An interesting question!
I am attaching the picture from Boron & Boulpaep, Medical Physiology, 2nd Ed, p921 here to clarify the details left out in the hand drawn picture.
The flow of the digestive pancreatic enzymes increase mainly during food consumption. This is brought about by a number of redundant systems. The fasting secretion of pancreatic enzymes depends on the MMC (migrating motor complex).

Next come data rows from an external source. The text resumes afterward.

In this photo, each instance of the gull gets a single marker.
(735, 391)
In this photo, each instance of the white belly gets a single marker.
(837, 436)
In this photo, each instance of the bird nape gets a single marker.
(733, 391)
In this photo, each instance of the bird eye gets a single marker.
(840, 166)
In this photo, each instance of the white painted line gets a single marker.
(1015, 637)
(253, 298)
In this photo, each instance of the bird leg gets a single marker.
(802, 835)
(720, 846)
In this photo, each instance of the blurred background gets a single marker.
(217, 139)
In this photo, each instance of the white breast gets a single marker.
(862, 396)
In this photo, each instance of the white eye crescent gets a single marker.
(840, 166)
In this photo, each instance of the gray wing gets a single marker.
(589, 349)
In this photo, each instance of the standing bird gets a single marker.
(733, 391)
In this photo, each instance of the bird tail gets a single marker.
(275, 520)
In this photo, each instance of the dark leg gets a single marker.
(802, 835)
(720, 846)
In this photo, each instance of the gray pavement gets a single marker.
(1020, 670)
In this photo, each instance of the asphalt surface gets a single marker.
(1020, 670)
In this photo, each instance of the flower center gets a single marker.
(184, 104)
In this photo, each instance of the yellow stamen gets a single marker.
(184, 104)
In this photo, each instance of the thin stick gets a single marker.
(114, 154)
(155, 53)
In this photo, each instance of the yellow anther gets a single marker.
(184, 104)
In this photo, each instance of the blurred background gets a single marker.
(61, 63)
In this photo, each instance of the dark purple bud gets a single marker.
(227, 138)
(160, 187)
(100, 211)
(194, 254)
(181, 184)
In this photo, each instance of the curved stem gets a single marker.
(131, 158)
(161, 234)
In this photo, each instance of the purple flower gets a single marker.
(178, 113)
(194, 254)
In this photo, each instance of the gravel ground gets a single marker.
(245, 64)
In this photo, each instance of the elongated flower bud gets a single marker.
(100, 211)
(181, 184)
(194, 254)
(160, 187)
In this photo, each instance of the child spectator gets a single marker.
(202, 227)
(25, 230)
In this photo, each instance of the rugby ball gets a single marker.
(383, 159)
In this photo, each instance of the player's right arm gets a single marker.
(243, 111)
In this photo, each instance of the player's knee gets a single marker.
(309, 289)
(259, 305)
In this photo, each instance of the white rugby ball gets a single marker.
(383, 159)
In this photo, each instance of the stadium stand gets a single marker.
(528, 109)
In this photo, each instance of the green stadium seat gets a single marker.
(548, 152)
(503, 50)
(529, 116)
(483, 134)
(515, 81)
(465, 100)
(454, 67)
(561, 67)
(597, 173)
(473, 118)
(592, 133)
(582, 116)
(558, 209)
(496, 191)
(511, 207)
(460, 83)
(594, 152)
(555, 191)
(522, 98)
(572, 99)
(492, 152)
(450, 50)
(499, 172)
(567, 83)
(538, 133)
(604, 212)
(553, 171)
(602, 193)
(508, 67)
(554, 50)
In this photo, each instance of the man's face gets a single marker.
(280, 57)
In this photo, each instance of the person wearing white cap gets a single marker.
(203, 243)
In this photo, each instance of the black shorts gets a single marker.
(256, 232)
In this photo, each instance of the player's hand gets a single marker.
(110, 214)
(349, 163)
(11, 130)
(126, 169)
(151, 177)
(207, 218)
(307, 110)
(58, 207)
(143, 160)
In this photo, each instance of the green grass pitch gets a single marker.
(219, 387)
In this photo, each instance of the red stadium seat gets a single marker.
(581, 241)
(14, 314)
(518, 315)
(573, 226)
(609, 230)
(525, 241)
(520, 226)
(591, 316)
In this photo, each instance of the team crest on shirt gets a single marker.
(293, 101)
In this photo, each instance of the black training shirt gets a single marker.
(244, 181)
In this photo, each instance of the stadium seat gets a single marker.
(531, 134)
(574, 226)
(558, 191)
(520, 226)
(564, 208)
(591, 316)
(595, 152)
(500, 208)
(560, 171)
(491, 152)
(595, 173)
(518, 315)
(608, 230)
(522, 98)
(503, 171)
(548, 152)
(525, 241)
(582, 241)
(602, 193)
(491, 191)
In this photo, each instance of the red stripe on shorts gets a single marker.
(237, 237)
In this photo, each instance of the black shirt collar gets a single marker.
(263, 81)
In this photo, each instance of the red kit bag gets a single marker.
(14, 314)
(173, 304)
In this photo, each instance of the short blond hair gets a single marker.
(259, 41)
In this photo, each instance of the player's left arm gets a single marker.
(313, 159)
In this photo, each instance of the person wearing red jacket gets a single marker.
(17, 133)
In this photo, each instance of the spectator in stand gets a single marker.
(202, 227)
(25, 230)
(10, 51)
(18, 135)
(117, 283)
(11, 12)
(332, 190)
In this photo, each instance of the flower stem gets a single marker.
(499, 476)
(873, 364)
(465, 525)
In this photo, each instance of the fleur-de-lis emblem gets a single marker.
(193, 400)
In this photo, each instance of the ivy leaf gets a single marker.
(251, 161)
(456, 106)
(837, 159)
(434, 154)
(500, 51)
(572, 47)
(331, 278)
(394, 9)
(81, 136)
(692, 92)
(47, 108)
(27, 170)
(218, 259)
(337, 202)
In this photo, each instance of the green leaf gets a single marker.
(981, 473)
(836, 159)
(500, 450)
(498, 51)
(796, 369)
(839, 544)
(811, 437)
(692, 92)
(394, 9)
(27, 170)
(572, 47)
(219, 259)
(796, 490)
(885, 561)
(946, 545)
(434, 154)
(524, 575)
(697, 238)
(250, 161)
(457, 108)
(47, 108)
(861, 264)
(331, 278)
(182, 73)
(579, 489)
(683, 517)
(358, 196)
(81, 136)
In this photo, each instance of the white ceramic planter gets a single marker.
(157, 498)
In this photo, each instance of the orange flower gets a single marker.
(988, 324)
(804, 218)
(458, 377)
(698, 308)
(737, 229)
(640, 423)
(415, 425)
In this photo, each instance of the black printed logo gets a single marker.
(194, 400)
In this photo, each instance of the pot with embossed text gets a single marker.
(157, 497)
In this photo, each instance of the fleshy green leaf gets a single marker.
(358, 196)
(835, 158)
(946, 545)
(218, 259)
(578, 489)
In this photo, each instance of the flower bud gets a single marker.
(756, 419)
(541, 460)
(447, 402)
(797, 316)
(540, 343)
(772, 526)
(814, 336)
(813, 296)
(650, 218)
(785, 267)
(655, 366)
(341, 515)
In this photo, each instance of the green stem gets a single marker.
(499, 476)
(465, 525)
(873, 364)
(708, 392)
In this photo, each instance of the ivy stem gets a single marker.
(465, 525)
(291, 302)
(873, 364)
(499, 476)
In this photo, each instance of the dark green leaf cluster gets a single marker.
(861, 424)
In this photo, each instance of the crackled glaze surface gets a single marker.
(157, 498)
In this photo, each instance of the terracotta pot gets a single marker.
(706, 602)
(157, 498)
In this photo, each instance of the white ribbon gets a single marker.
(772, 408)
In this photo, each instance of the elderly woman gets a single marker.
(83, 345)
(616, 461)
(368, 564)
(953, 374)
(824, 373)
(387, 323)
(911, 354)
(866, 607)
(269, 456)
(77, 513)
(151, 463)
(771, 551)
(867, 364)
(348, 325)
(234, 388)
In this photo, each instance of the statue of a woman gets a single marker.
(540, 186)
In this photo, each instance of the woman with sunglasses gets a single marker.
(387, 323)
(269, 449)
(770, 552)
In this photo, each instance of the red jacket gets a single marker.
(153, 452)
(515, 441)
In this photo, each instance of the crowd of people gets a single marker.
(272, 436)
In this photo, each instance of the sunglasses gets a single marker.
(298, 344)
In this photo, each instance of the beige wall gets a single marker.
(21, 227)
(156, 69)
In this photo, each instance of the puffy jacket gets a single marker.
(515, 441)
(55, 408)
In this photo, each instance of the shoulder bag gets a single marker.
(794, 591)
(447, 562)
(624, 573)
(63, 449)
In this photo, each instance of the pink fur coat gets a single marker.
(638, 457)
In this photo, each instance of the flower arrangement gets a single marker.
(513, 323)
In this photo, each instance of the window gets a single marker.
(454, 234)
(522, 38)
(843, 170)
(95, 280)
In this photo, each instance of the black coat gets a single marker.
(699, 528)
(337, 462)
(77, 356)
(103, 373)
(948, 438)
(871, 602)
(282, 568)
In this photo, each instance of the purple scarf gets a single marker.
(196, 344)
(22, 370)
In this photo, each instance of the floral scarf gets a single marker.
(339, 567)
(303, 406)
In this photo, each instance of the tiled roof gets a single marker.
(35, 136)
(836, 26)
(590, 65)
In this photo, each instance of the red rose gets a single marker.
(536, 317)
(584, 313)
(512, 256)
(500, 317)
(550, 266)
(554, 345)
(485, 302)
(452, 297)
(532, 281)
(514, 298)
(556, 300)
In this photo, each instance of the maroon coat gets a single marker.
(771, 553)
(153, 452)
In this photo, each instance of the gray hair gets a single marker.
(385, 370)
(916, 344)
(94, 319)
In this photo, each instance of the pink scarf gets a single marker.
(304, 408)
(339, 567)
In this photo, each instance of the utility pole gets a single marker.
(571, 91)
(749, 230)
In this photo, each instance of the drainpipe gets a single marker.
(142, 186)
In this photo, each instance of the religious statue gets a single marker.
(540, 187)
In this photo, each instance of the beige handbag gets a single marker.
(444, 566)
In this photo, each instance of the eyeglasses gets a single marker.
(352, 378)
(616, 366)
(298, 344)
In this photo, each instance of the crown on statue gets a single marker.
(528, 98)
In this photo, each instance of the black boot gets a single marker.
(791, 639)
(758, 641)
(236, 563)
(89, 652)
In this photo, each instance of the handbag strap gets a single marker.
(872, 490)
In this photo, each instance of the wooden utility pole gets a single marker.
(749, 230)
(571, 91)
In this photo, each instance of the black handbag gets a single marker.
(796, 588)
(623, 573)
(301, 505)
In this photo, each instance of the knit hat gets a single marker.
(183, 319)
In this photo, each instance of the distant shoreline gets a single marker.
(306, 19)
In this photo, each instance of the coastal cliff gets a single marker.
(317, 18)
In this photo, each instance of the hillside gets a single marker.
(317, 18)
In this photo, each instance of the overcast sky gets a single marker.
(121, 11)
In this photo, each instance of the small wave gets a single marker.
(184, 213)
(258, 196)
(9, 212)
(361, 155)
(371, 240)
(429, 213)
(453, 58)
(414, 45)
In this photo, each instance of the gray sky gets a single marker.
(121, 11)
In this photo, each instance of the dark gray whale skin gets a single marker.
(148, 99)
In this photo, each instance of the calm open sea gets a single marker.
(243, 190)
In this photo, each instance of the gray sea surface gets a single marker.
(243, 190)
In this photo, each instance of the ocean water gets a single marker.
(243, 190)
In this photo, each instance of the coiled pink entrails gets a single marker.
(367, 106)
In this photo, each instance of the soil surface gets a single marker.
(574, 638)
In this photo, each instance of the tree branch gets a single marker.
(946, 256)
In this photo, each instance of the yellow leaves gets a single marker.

Bicarbonate ions are exchanged with chlorine ions in the apical membrane of the acinar cells through a Chloride Bicarbonate Exchanger. This process is driven by:
- Secretin - most important humoral factor - Increases secretion
- ACh through muscarinic receptors - Increases secretion
- GRP (Gastrin Releasing Peptide) - Increases secretion
- Substance P - Decreases secretion
Mechanism of action of secretin seems to be through activation of cAMP. However even small amounts of secretin which do not raise the cAMP levels measurably can stimulate bicarbonate secretion. This suggests secretin response may be by
- Unmeasurably small amount of increase in cAMP
- Raise in cAMP levels in localised compartments
- Activation of alternative second messenger pathways
In case of GRP the second messenger is not known.
The answer to your question is that when secretin is secreted, the Bicarbonate-Chloride transporter is accelerated to achieve the result displayed. This mainly happens when food enters the small intestine so as to neutralize the acid permitting the digestive enzymes to function at the optimal pH.
The Chloride-Bicarobonate Transporter is an exchange transporter which explains why there is a sharp fall in the chloride levels.